Wie bekomme ich einen Überaum?

– Text und Fotos von Anna Herdick

1. Geh zur Pforte.

 

2. Der Pförtner bedient zwei Fenster. Das rechte ist für Studierende.

Hier ist oft eine lange Schlange, wenn die Studierenden auf freie Überäume warten!

3. Wenn Du an der Reihe bist, kannst Du den Pförtner nach einem Raum fragen.

Es wird zwischen Räumen mit Flügel, Räumen mit Klavier und Räumen OHNE (Klavier/Flügel) unterschieden. Verschiedenen Instrumentengruppen sind aber nochmal eigene Räume zugewiesen. Frag den Pförtner am besten direkt nach einem Raum für Dein Instrument.

4. Um den Schlüssel für einen Raum zu bekommen, musst Du Deine Folkwang-Karte abgeben und Dich in der ausliegenden Liste eintragen.

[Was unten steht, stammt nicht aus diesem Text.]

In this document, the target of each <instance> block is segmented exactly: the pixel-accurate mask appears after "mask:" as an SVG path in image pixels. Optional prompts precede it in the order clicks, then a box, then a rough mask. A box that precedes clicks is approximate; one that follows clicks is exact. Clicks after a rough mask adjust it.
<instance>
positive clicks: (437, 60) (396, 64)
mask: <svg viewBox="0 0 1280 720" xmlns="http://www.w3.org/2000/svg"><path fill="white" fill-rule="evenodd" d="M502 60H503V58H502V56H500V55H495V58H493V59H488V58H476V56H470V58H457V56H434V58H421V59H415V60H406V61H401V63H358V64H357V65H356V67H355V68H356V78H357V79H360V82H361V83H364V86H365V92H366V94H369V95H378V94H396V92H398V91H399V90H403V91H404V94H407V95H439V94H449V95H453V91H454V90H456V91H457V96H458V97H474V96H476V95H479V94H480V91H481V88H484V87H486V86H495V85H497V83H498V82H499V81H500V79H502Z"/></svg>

5. Und wenn alle Räume besetzt sind? Dann gibt es die Möglichkeit zu tauschen: Auf dem Tresen liegt eine Liste aus, in die sich jeder Studierende einträgt, wenn er einen Raum belegt.
 

2 Stunden lang darf jeder ungestört üben, danach kann man aus dem Raum „herausgetauscht“ werden.
 

Eine Übersichtstafel auf dem Tresen zeigt Dir, in welchen Räumen Flügel oder Klaviere vorhanden sind, und welche Räume „OHNE“ sind:

 
6. Wenn jemand in einem für Dich passenden Raum schon mehr als 2 Stunden lang übt – und es sonst keine freien Räume mehr gibt – darfst Du diesen übernehmen. Dafür sagst Du dem Pförtner Bescheid, gibst Deine Karte ab und trägst Dich ein.
 
AUSNAHME: Findet eine gemeinschaftliche Probe in einem der Räume statt, wird auch das in der Liste eingetragen. In diesem Fall sind aber 3 Stunden ungestörtes Üben erlaubt.
 
Natürlich darfst Du den Überaum auch für eine kleine Pause verlassen. Sag einfach an der Pforte Bescheid und gib so lange Deinen Schlüssel ab. Du kannst auch Deine Folkwang-Karte für diese Zeit wiederhaben. Pausen dürfen nicht länger als 30 Minuten dauern.

Gut zu wissen:
Klaviere und Flügel sind oft rar. Es stehen vier E-Pianos zur Verfügung, auf denen auch geübt werden kann. Frag einfach an der Pforte nach Kopfhörern!